Nous réaffirmons donc que les forces de l’ordre utilisent leurs armements de façon potentiellement létale, et dans certaines situations, a visée offensive plus que défensive avec :
– des tirs tendus de flash-balls ou de grenades au niveau du tronc, de la tête ou des organes génitaux externes,
– des grenades de désencerclement lancées par-dessus des haies sans visibilité ou bien directement au milieu de la foule. Certaines de ces grenades sont ainsi tombées dans les capuches ou les sacs à dos des personnes présentes et la sauvegarde de ces personnes ne tient qu’à la présence d’esprit et au courage des témoins qui ont pu les ôter immédiatement.
Les atteintes sont graves, les séquelles seront lourdes. Tout cela sans compter la destruction des habitats de nombreuses personnes, la répression judiciaire qui distribue des peines de prison à tour de bras et la criminalisation des blessés qui subissent des interrogatoires et des pressions directement à l’hôpital !
Nous réaffirmons que ce que le gouvernement met en œuvre pour réprimer la zad est susceptible chaque jour de provoquer un mort, tout cela dans le seul but de continuer à détruire des maisons et des lieux de vie. Nous observons que, par le biais de ces mutilations, l’État met petit à petit en place un climat de terreur qui aurait pour but de neutraliser toute personne susceptible de contester les injonctions gouvernementales.
Nous aimerions pouvoir dire que toute la lumière sera faite sur cette affaire, mais le classement sans suite de toutes les plaintes déposées suites aux violences policières du printemps 2016 à Nantes montre bien qu’il n’y a pas de justice à attendre pour ces victimes.

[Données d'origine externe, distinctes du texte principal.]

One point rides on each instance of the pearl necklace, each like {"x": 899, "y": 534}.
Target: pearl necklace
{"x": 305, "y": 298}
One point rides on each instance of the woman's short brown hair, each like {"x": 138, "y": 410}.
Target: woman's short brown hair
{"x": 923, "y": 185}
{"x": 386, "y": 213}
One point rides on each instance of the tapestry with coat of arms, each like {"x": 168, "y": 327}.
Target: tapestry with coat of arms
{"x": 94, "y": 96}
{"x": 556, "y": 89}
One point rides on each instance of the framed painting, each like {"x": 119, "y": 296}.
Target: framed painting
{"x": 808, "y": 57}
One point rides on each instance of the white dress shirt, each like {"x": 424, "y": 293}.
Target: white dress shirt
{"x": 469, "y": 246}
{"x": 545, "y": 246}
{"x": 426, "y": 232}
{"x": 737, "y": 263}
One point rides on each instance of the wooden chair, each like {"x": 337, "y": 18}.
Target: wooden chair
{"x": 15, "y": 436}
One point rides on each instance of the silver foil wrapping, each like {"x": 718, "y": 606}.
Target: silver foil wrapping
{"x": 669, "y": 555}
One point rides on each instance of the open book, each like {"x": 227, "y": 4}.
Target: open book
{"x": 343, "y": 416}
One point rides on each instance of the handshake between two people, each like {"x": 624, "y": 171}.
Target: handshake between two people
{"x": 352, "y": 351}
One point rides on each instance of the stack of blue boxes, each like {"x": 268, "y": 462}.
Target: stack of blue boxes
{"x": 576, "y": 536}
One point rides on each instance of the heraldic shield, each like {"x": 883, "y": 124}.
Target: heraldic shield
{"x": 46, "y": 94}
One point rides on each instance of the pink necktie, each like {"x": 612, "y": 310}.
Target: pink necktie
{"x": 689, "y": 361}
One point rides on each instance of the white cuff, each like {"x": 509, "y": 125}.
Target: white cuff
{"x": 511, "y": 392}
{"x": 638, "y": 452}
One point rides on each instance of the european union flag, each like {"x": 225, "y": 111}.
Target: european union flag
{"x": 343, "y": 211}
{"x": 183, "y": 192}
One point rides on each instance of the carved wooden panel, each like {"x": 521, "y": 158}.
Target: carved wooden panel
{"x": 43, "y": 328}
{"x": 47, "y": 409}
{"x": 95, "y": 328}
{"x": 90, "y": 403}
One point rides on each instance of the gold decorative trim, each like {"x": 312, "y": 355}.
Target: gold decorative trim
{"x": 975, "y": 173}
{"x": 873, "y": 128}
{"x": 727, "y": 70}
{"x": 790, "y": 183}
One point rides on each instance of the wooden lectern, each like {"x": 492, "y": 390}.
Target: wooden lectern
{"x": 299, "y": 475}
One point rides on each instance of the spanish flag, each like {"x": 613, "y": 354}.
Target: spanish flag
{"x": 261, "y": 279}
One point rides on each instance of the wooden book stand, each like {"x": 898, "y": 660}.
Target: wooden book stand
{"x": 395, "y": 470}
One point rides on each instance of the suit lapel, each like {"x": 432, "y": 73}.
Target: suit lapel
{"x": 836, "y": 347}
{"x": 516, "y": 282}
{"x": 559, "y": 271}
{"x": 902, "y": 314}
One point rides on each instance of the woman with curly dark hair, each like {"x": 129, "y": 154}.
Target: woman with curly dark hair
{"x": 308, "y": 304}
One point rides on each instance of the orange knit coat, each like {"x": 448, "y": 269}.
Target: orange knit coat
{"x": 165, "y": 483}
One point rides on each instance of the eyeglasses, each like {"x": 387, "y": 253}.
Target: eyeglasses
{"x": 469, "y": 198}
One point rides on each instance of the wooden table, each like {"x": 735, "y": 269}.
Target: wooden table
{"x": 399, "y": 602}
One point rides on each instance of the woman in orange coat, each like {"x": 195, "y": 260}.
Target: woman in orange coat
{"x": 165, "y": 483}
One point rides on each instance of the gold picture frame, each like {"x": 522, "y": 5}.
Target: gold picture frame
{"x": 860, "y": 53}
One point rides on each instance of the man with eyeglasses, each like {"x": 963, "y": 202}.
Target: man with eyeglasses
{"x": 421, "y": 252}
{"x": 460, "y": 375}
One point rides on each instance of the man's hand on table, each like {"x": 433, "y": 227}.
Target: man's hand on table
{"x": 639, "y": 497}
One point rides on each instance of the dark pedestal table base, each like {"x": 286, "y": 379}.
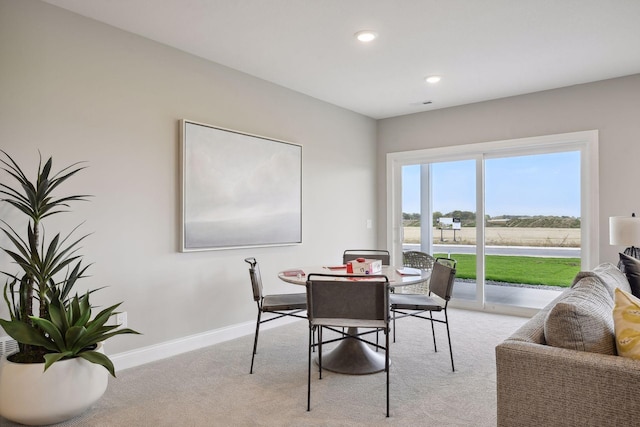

La situation d’aujourd’hui repose plus que jamais la question suivante : jusqu’où l’État est-il prêt à aller pour combattre les formes de vie collective qui ne rentrent pas dans ses cases ?
Nous demandons le retrait immédiat des grenades GLI-F4 du panel d’armement mis à la disposition des gendarmes mobiles.
Nous demandons expressément que le dispositif policier cesse ses attaques et se retire enfin de la zad.
L’équipe medic de la zad & le collectif de soignant.es professionnel.les mobilisé.es.